The US Food and Drug Administration recalled hundreds of thousands of pacemakers in 2017 due to doubts about their security against hacking, according to Reader’s Digest. Pacemakers regulate the heart rate, keeping it normal and controlling abnormal heart rhythms, so the dangers associated with these critical devices being susceptible to malicious interference are quite apparent, even without going into too many technical details. To avert such a catastrophe, Wired reports that security researcher Jonathan Butts has spent years hounding a prominent maker of pacemakers Medtronic, trying to remedy flaws in its security and clinch an agreement on encryption protocols.
“The time period Medtronic spent discussing this with us, if they had just put that time into making a fix they could have solved a lot of these issues,” Butts said. “Now we’re two years down the road and there are patients still susceptible to this risk of altering therapy, which means we could do a shock when we wanted to or we could deny shocks from happening. It’s very frustrating.”
Unfortunately, Butts’ plaintive warnings were dismissed by Medtronic as hot air. The company came to the conclusion that its products were fine as is.

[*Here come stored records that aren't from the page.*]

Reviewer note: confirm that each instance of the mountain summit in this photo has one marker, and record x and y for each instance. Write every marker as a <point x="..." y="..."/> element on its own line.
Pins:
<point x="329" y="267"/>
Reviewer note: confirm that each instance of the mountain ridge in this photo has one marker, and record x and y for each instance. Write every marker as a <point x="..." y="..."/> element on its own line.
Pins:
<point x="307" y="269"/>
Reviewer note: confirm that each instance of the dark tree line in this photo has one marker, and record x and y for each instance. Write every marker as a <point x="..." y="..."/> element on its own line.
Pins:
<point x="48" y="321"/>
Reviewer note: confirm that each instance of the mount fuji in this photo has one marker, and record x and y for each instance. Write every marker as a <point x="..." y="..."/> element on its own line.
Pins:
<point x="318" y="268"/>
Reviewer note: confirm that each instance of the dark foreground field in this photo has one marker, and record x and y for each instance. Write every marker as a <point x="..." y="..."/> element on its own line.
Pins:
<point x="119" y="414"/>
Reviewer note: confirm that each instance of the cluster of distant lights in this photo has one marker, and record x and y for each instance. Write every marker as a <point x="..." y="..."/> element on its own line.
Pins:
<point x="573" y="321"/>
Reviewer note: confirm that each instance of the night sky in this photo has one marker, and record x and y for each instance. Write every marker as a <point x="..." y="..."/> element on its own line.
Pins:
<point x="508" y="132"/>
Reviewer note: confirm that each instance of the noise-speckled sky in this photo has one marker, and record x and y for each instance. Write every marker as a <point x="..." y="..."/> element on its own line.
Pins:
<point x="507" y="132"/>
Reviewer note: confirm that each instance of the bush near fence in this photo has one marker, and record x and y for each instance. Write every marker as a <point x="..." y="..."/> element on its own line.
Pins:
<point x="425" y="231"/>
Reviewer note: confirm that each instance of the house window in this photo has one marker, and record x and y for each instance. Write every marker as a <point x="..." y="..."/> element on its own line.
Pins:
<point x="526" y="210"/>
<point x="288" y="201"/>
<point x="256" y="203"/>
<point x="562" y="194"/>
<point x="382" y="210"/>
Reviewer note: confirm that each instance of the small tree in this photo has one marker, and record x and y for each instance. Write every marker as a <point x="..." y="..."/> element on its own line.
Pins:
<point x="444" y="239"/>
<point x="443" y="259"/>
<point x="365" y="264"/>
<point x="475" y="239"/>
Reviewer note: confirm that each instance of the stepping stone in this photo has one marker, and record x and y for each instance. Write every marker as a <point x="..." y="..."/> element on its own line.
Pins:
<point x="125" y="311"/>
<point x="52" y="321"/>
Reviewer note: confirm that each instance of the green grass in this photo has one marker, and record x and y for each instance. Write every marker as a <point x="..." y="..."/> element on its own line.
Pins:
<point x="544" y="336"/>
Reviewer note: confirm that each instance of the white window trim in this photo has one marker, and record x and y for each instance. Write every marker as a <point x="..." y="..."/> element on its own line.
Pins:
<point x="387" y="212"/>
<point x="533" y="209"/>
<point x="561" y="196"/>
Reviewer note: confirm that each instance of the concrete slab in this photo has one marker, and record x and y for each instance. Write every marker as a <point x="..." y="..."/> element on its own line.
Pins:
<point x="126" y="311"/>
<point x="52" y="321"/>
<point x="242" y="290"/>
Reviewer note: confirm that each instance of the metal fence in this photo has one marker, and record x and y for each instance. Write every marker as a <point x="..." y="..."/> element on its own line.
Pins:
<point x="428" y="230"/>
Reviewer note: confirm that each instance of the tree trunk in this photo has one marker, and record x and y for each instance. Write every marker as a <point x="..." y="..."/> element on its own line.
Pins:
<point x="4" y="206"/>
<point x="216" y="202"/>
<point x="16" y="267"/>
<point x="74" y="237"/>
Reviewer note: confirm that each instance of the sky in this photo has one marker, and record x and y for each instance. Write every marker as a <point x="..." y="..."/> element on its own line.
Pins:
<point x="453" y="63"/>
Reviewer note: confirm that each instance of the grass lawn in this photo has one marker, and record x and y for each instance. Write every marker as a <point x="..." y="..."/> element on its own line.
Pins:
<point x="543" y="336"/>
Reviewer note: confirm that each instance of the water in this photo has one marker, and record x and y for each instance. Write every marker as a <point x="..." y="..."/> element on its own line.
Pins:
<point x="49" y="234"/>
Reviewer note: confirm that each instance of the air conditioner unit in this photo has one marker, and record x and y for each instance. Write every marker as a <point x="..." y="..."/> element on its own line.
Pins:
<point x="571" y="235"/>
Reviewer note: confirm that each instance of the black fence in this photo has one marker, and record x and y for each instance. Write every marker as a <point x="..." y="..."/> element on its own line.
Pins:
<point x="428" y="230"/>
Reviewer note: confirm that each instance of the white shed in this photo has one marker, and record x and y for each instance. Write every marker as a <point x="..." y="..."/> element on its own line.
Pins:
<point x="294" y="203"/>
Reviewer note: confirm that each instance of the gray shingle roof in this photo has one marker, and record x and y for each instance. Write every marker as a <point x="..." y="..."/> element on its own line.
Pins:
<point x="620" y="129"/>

“Medtronic has assessed the vulnerabilities per our internal process,” the company wrote. “These findings revealed no new potential safety risks based on the existing product security risk assessment. The risks are controlled, and residual risk is acceptable.”
Medtronic spokesperson Erika Winkels gave the following statement to Wired: “Medtronic deploys a robust, coordinated disclosure process and takes seriously all potential cybersecurity vulnerabilities in our products and systems.”
Winkels also brushed off warnings from security researchers, noting that “All devices carry some associated risk, and, like the regulators, we continuously strive to balance the risks against the benefits our devices provide”—a sentiment which likely roiled Butts on a visceral level.
Given the dire nature of the risks, it’s surprising that Winkels dismissed the valid concerns raised by security researchers with such a tersely worded statement, suggesting that she is likely not paid by the word.
Mired as he was in the bowels of frustration by corporate stonewalling, Butts even contemplated using an iPhone app to kill a pig remotely in order drive home the severity of the situation, but ultimately decided against it for reasons that Wired was not made privy to.
“We were talking about bringing a live pig because we have an app where you could kill it from your iPhone remotely and that would really demonstrate these major implications,” Butts recounted to Wired. “We obviously decided against it, but it’s just a mass scale concern. Almost anybody with the implantable device in them is subject to the potential implications of exploitation.”